单细胞测序构建人类正常乳腺上皮细胞图谱
当你的才华还撑不起你的野心时,请潜下心来,脚踏实地,跟着我们慢慢进步。不知不觉在单细胞转录组领域做知识分析也快两年了,通过文献速递这个栏目很幸运聚集了一些小伙伴携手共进,一起成长。
文献速递栏目通过简短介绍,扩充知识面,每天关注,希望你也能有所收获!
摘要
本文使用对来自7名女性的一共25790个正常乳腺上皮细胞进行了单细胞RNA测序。经过聚类分析,定义了三群细胞:分泌性 Luminal cells,激素反应性 Luminal cells, 和基细胞。经过伪时间分析,重建了连接这三类细胞的分化路径。此研究系统描述了乳腺上皮细胞的特征,并有助于理解乳腺癌细胞的谱系分化。
背景知识
normal breast histology
normal breast cells to breast cancer
breast cancer classifications
正文
测序数据
平台:Fluidigm C1 (Protocol 100-7168 I1
【https://www.fluidigm.com/binaries/content/documents/fluidigm/resources/c1-mrna%E2%80%90seq-pr-100%E2%80%907168/c1-mrna%E2%80%90seq-pr-100%E2%80%907168/fluidigm%3Afile】)
数据:GSE113197
(https://www.ncbi.nlm.nih.gov/geo/query/acc.cgi?acc=GSE113197)
代码:github(https://github.com/kessenbrocklab/Nguyen_Pervolarakis_Nat_Comm_2018)
基本流程
Isolation:FACS分别筛选出basal和luminal两种上皮细胞
Alignment & quantification: RSEM / bowtie2 (GRCh38 RefSeq genome) => FPKM matrix
Quality control: 细胞: > 900 genes/cell ; 基因:>3 cells/gene (*)
Output: 来自3名女性的703 single cells, ~4500 genes/cell
Clustering: Seurat pipeline
Quality control (*) => log(FPKM) => PCA (from highly variable genes) => tSNE (top 2 PCs), clustering => marker genes selection (FindAllMarkers)
分析
scRNAseq reveals three cell types in the breast epithelium
Identification of three major epithelial cell types and their markers using scRNAseq. aOverview of scRNAseq approach using primary human breast tissue samples that were processed into single cell suspension, followed by FACS isolation of basal (CD49f-hi, EPCAM+) and luminal (CD49f+, EPCAM-hi), and scRNAseq analysis using the microfluidics-enabled scRNAseq. b Combined tSNE projection of cells from all three microfluidics-enabled scRNAseq datasets. The major basal cluster is highlighted in red; Luminal1 (L1) in green; Luminal2 (L2) in blue. c Heatmap displaying the scaled expression patterns of top marker genes within each cell type with selected marker genes highlighted; yellow indicating high expression of a particular gene, and purple indicating low expression. d Feature plots showing the scaled expression of TCF4 and ZEB1 marking a subpopulation of basal cells and gene plot showing co-expression of TCF4 and ZEB1 in the same cells.
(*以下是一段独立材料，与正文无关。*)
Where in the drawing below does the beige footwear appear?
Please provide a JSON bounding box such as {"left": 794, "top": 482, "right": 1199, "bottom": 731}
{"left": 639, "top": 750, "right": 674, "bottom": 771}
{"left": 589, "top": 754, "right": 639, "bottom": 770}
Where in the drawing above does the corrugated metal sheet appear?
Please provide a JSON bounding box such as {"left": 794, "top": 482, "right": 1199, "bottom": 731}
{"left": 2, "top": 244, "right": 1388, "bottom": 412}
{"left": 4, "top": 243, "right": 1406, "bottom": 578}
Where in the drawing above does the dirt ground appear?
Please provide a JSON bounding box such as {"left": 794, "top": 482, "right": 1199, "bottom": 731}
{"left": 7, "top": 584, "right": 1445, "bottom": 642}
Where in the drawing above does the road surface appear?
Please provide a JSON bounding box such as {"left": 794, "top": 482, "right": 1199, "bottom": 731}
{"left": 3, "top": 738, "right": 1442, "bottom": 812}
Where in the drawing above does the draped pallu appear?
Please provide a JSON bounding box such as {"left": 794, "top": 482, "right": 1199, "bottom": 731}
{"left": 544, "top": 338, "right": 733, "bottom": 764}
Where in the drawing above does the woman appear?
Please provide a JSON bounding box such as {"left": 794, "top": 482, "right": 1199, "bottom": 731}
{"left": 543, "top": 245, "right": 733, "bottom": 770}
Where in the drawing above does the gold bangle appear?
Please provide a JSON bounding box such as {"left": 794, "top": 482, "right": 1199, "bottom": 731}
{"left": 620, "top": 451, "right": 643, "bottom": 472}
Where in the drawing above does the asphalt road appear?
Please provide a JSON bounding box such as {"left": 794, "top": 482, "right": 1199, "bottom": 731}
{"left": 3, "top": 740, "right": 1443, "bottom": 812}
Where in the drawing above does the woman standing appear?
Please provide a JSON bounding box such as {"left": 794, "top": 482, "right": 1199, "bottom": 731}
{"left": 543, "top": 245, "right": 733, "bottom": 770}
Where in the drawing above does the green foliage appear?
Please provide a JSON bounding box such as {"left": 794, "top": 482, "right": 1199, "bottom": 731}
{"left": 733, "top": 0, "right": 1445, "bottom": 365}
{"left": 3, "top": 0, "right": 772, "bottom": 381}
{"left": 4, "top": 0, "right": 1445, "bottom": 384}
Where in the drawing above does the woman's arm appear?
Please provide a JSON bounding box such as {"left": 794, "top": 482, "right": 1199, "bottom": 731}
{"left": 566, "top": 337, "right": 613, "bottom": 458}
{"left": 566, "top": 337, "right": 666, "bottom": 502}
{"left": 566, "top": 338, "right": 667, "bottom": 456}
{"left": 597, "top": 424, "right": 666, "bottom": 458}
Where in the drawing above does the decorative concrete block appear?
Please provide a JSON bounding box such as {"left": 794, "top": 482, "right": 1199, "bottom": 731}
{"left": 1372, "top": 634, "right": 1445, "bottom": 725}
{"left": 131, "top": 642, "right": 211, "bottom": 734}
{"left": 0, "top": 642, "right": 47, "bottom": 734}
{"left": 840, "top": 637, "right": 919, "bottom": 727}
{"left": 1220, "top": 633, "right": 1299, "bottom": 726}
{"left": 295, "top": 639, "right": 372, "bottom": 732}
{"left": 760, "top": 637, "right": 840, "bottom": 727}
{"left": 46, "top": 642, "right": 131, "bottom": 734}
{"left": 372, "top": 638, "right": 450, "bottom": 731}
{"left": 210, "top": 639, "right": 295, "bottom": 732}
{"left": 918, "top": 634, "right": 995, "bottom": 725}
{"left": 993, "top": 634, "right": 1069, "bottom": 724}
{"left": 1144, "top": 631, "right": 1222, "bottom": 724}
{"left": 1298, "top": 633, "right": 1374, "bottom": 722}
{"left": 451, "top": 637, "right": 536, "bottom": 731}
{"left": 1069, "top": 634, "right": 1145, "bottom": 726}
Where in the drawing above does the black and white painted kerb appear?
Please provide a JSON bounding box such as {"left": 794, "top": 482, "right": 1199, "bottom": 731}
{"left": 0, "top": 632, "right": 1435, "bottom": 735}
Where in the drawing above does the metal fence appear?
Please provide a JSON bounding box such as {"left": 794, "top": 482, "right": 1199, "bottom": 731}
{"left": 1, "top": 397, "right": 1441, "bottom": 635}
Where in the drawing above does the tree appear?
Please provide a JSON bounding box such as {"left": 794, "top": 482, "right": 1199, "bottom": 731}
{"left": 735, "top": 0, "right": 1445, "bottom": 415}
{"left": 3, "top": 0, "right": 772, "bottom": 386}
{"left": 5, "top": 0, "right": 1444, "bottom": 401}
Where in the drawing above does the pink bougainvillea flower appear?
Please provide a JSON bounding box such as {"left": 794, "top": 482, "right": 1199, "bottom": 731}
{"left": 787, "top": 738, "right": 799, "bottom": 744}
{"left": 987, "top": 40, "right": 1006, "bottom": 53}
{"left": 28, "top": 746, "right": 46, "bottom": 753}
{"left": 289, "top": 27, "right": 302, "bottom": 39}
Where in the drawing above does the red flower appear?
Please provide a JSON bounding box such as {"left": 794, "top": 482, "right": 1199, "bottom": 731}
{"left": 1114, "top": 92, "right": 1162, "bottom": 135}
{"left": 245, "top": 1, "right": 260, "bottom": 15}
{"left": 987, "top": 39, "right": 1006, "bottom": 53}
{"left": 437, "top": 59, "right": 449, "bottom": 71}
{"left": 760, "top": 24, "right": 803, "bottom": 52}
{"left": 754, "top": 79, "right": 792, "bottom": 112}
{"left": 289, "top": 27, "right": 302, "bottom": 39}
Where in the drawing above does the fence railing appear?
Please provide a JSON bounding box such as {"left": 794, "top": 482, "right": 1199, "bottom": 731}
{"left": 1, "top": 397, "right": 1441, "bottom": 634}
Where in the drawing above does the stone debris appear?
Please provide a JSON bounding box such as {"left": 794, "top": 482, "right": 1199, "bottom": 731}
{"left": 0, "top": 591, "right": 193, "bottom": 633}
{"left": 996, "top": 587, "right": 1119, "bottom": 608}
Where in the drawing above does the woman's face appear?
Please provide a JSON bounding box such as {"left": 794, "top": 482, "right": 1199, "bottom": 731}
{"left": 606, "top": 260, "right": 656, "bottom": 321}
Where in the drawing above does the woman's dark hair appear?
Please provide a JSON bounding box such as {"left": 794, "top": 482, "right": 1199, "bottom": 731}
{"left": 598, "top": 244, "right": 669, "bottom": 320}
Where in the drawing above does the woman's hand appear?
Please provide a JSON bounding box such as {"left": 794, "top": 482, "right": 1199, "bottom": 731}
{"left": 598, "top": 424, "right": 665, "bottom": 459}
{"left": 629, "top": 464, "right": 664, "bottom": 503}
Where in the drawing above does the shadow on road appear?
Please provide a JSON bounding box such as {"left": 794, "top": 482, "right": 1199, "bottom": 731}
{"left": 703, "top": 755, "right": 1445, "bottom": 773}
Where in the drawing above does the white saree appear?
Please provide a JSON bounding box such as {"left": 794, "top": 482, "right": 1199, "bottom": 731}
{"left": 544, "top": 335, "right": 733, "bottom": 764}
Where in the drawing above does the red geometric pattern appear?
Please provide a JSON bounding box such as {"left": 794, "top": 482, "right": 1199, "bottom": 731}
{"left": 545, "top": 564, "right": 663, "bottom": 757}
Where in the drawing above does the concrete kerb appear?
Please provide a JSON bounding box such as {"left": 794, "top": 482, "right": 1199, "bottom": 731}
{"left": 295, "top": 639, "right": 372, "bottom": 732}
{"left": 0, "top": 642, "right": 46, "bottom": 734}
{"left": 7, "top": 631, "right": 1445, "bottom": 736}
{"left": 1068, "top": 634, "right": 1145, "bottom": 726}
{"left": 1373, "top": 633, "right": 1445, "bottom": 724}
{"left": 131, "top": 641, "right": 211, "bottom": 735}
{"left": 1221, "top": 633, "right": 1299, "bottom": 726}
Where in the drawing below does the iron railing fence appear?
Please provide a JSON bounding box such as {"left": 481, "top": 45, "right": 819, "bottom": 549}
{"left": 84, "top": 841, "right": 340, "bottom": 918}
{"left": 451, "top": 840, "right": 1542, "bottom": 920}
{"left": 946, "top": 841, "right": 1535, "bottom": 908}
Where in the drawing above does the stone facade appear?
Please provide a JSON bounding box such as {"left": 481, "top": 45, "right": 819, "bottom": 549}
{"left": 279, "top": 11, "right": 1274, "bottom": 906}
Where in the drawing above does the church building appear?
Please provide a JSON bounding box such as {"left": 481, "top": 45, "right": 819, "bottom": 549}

See Supplementary Fig. 1 capture site imaging, gene detection, individual principal component analysis, tSNE plot colored by individual-derived cells and feature plots of cell type-specific markers
integrate三名女性的sample data,通过clustering,发现三个主要群体
将这三个cluster中高表达的genes作为signature,发现其分别对应一群basal(KRT14+);两群luminal(L1: KRT18+/SLPI+; L2: KRT18+/ANKRD30A+),且这三群在三名女性中都存在。
将这些signatures和FACS筛选过的细胞的microarray public data比对,得到 basal, L1, L2群与细胞表面marker表达的对应关系。其中basal cell中有一部分有上调的stem cell markers的表达(ZEB1, TCF4)
测序数据
平台:10X Genomics
(v2【https://assets.ctfassets.net/an68im79xiti/6EX4Qbv2LYMW4A8kk4qGsE/7c71611089466264e1463ce552652851/20180618_CG00052_SingleCell3_v2UG_RevisionSummary_RevDtoRevE.pdf】/ v1 chemistry)
数据:GSE113197
(https://www.ncbi.nlm.nih.gov/geo/query/acc.cgi?acc=GSE113197)
代码github(https://github.com/kessenbrocklab/Nguyen_Pervolarakis_Nat_Comm_2018)
取材:乳腺组织来自乳房缩小手术的7名匿名患者,经机械切割和酶消化得到单细胞,通过流式 (Fluidigm C1) 筛选出上皮细胞, 通过上述平台建库,分别使用Illumina HiSeq2500 (1.6 million reads per cell) 和HiSeq4000 (50,000 reads per cell) 测序。对25790个细胞进行下游分析。
基本流程
Isolation:FACS一并筛选出basal和luminal两种上皮细胞
Alignment & quantification: 10X Cell Ranger (GRCh38 RefSeq genome) => Cell Ranger Count => Cell Ranger Aggr (normalization)
Quality control: 细胞: 500-6000 genes/cell ; 线粒体基因:=<10% (*)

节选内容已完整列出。